Lire aussi : « Islamo-gauchisme », la réplique des accusés
« Il
va y avoir des tensions et des désaccords sur ce texte au sein du groupe, il
faut être clair. Mais il ne faut pas que ça finisse en “ni, ni”, en consensus
mou qui ne solutionnera aucun problème », renchérit Jean-Baptiste
Moreau. Pour le député de la Creuse, les élus devront avant tout « être
transparents, clairs sur la sémantique, rappeler que le texte ne vise en rien
les musulmans. Et éviter les prises de parole intempestives ».
À voir si cet appel à la discipline sera
entendu. L’hypothèse que l’article 24 de la loi de « sécurité globale »

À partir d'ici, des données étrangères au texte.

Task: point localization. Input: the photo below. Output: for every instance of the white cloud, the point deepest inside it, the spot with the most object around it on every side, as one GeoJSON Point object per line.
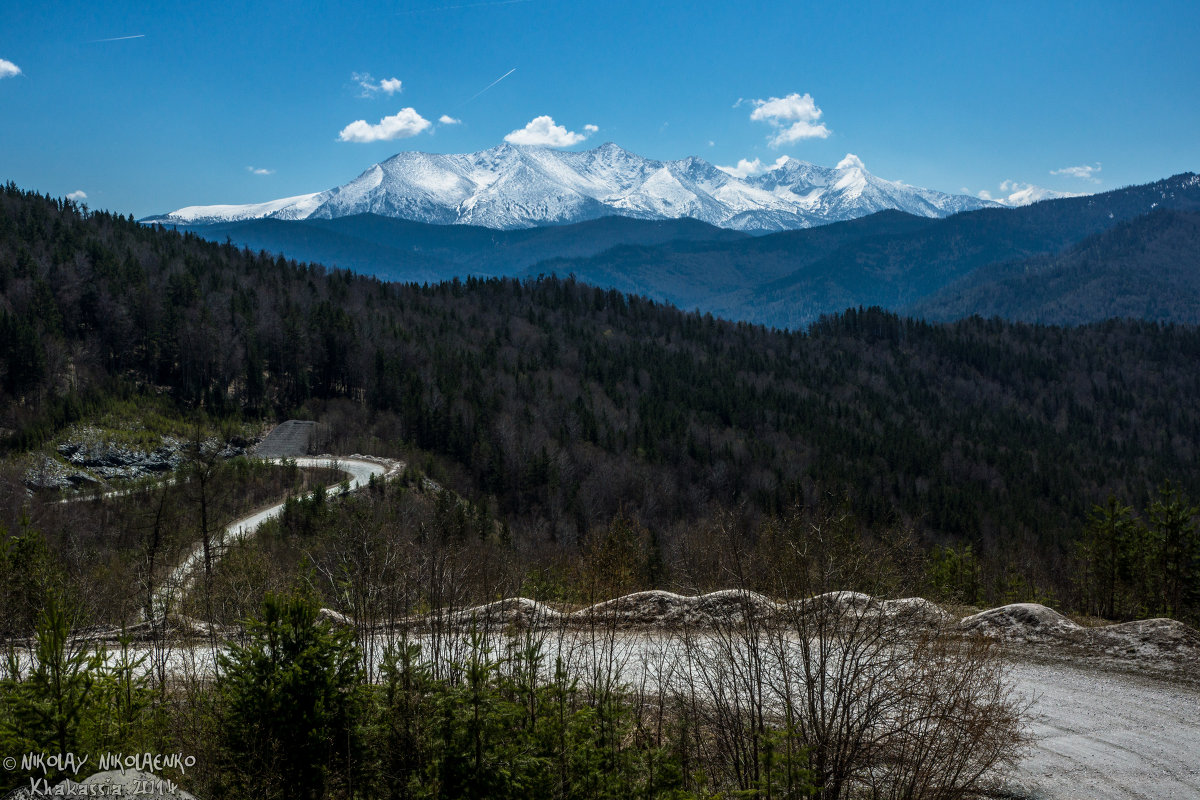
{"type": "Point", "coordinates": [1015, 193]}
{"type": "Point", "coordinates": [401, 125]}
{"type": "Point", "coordinates": [795, 118]}
{"type": "Point", "coordinates": [851, 162]}
{"type": "Point", "coordinates": [370, 86]}
{"type": "Point", "coordinates": [543, 132]}
{"type": "Point", "coordinates": [1085, 173]}
{"type": "Point", "coordinates": [748, 168]}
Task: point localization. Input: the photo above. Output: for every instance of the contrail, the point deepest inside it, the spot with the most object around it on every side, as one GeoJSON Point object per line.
{"type": "Point", "coordinates": [467, 5]}
{"type": "Point", "coordinates": [491, 84]}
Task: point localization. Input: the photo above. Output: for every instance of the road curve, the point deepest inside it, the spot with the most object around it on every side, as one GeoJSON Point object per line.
{"type": "Point", "coordinates": [359, 469]}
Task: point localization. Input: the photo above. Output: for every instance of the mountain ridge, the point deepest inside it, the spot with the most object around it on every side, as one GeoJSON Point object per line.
{"type": "Point", "coordinates": [509, 187]}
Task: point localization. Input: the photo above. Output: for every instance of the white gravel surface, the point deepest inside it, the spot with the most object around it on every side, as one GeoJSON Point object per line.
{"type": "Point", "coordinates": [1102, 735]}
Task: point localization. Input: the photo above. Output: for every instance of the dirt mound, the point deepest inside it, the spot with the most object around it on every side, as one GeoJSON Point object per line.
{"type": "Point", "coordinates": [1024, 623]}
{"type": "Point", "coordinates": [916, 611]}
{"type": "Point", "coordinates": [1146, 639]}
{"type": "Point", "coordinates": [511, 611]}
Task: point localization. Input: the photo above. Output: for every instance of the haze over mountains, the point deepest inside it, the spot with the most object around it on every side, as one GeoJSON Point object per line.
{"type": "Point", "coordinates": [509, 186]}
{"type": "Point", "coordinates": [994, 260]}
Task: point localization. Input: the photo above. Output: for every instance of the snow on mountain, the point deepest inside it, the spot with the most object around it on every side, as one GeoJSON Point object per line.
{"type": "Point", "coordinates": [511, 186]}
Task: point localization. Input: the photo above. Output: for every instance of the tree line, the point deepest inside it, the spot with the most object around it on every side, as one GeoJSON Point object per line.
{"type": "Point", "coordinates": [556, 404]}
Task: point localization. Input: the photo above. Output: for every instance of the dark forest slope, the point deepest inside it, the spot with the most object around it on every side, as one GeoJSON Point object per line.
{"type": "Point", "coordinates": [564, 402]}
{"type": "Point", "coordinates": [1147, 268]}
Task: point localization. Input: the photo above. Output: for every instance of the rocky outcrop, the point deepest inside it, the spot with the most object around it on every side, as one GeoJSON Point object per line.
{"type": "Point", "coordinates": [90, 458]}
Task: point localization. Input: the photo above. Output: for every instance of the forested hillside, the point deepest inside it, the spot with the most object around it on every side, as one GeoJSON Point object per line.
{"type": "Point", "coordinates": [1147, 268]}
{"type": "Point", "coordinates": [559, 404]}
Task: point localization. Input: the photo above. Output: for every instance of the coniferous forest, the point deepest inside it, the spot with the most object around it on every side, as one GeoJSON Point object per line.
{"type": "Point", "coordinates": [583, 444]}
{"type": "Point", "coordinates": [555, 405]}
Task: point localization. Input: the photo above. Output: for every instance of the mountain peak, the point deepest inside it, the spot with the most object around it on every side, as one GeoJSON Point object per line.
{"type": "Point", "coordinates": [525, 186]}
{"type": "Point", "coordinates": [851, 162]}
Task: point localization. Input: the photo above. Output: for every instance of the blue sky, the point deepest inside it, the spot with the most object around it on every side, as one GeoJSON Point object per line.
{"type": "Point", "coordinates": [149, 107]}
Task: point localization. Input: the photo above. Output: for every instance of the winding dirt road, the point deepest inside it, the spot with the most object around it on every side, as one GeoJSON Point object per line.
{"type": "Point", "coordinates": [359, 469]}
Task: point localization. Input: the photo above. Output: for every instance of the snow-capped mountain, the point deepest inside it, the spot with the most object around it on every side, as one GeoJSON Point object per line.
{"type": "Point", "coordinates": [511, 186]}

soit recyclé dans l’article 18 (anciennement 25) de la loi sur les
séparatismes a déjà jeté le soupçon sur le texte, regrettent certains. « C’est
le meilleur moyen de parasiter les futurs débats, il ne faut pas refaire la
même connerie qu’avec l’article 24 ! » s’agace un élu de la
majorité.
Darmanin, un mauvais VRP ?
Autre sujet délicat : le fait que le texte soit porté,
en grande partie, par Gérald
Darmanin. Le ministre de l’Intérieur, critiqué par
certains macronistes pour ses positions sécuritaires, trop « sarkozyste » pour
d’autres, ne risque-t-il de faire un très mauvais VRP ? « Gérald
Darmanin est parfaitement légitime en tant que ministre de l’Intérieur pour
défendre cette loi, balaie Jean-Baptiste Moreau, ce ne sera de
toute façon pas le seul membre de l’exécutif à monter au banc. » « Pour tout
vous dire, j’ai plus confiance en Gérald Darmanin qu’en Marlène Schiappa,
tacle en revanche un député LaREM. Au moins; lui, je sais ce
qu’il pense. Elle, sur ce sujet, elle a commencé très libérale sur ces
questions et elle a fini Printemps républicain, elle a changé du tout au tout. » La
récente sortie de la ministre de la Citoyenneté sur l’ Observatoire de la laïcité, qu’elle voudrait voir davantage « porter la
parole de l’État », n’a pas été du goût des députés
proches de la ligne défendue par Jean-Louis Bianco et Nicolas Cadène, à la direction de l’Observatoire.